Technically, Virgin Atlantic’s financial stress started even before the outbreak of the virus. For last two years, 2017 and 2018, it reported net loss despite growth in number of aircrafts and revenue. The airline lost nearly USD 78 million (£60 million) on revenue of USD 3.6 billion (£2.8 billion) in 2018 and lost nearly USD 100 million (£80 million) on revenue of USD 3.4 billion (£2.6 billion) in 2017. The company's Atlantic airline had also previously asked the British government for a bailout of nearly USD 655 million (£500 million) but ministers rejected the request. Things got worse when the global lockdown forced it to suspend all passenger flights in April and it had only resumed flights in July. Now the carrier has already laid off nearly 3,500 (roughly 30%) of its workforce and closed its base at London's Gatwick airport. The airline is now undergoing a liquidity crisis.

The company, which is 51% owned by Virgin group and remaining 49% by Delta Air Lines, is seeking protection from creditors under Chapter 15 of US Bankruptcy Code and also unveiled a recapitalization plan that would be deployed over 18 months. The company had nearly USD 725 million debt (£556 million) on the books in 2018 and is seeking to negotiate a USD 1.6 billion (£1.2 billion) refinancing deal with its investors and creditors to secure its future. The deal includes injection of nearly USD 260 million (£200 million) by Virgin group apart from nearly USD 221 million (£170 million) funding from Davidson Kempner Capital Management, a US hedge fund; nearly USD 590 million (£450 million) deferment of payments to creditors and nearly USD 522 million (£400 million) payment delays or waivers from holding company Virgin group and co-owner Delta Air Line. Owner Branson is also looking to shed his stake, fully or partially, as a part of the deal.

This restructuring and fresh funding is very critical to the company. As per the airline, without this, its cash flow will drop significantly, and it would run out of cash altogether by the last week of September 2020.  As per company’s officials, without a "solvent recapitalisation", the company would be left with no choice but to wind down business and go for administration in mid-September 2020.

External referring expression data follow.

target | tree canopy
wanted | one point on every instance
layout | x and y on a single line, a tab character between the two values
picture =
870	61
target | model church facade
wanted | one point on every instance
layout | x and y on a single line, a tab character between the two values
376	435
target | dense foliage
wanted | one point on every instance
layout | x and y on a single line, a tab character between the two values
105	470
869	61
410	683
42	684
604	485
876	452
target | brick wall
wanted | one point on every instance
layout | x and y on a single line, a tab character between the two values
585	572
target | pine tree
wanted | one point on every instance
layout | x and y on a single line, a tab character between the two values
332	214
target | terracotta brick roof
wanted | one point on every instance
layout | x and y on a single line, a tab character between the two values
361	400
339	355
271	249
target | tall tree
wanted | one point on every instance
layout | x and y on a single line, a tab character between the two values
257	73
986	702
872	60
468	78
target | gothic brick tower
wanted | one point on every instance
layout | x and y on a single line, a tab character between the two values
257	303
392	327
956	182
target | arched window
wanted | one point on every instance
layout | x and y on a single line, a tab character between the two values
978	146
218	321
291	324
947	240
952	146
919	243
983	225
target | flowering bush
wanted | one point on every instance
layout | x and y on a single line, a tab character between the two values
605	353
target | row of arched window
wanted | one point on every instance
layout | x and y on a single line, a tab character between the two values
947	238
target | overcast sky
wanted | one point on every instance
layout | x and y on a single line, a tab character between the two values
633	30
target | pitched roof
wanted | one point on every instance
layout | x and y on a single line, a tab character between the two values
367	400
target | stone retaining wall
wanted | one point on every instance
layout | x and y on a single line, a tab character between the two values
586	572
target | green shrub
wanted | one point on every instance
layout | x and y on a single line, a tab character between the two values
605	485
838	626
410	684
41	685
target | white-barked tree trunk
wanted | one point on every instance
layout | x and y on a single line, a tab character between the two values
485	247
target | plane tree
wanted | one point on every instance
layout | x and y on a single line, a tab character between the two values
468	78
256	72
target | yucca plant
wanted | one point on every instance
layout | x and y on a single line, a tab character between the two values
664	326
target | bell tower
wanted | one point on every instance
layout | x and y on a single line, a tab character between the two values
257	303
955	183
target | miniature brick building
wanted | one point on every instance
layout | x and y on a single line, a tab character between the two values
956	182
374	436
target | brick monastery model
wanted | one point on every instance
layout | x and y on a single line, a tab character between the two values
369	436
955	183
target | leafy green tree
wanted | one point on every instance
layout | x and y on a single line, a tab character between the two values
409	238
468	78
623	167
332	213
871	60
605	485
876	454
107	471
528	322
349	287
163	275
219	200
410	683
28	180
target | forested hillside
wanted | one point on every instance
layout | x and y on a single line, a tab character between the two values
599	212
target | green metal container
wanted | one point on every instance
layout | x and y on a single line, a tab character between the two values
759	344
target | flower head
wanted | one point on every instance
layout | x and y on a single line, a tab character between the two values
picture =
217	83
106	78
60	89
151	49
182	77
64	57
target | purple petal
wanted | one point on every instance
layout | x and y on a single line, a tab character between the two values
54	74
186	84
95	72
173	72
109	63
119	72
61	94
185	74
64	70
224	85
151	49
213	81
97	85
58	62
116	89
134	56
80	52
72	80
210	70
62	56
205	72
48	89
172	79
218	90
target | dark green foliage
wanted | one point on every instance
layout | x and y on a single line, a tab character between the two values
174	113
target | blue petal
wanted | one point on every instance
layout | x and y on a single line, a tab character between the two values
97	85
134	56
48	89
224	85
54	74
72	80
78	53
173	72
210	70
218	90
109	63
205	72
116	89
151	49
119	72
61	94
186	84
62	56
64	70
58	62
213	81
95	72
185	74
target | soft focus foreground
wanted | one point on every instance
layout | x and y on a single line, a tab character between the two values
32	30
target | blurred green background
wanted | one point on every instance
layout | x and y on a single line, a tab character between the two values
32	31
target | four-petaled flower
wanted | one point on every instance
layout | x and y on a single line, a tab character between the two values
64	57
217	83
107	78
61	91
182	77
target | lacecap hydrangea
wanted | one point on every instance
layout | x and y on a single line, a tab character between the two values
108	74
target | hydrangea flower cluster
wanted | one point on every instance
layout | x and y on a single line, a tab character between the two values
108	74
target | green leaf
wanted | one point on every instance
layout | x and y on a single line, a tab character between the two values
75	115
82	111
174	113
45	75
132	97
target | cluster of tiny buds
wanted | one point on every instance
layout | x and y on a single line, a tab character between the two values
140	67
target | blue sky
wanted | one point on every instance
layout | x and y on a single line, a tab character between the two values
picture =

This airline carrier is not the first company which is seeking court protection, Virgin’s sister airline, Virgin Australia has already filed for Chapter 15 protection in the US and a voluntary administration in its home country Australia. It has also planned to lay off nearly 30% of its staff.

As the COVID cases continue to surge, in the US and many other countries, people are still reluctant to go out freely as against the pre-covid scenario. Without mass availability of proper medication and vaccination, we may see another wave of lockdown. With the lack of consumer confidence, closure of borders and shutdowns within and between countries, many industries continue to face tough time with major hits continuing to be hospitality, travel and aviation. As per IATA, global air travel is not likely to fully recover from the downturn until 2024 wherein airlines around the globe, are hit hard due to severe drop in all types of air travel, whether domestic or international, business or leisure travel. With Virgin Atlantic being the latest victim, the world may see more companies in the sector going out of the business and filing for bankruptcies in coming months.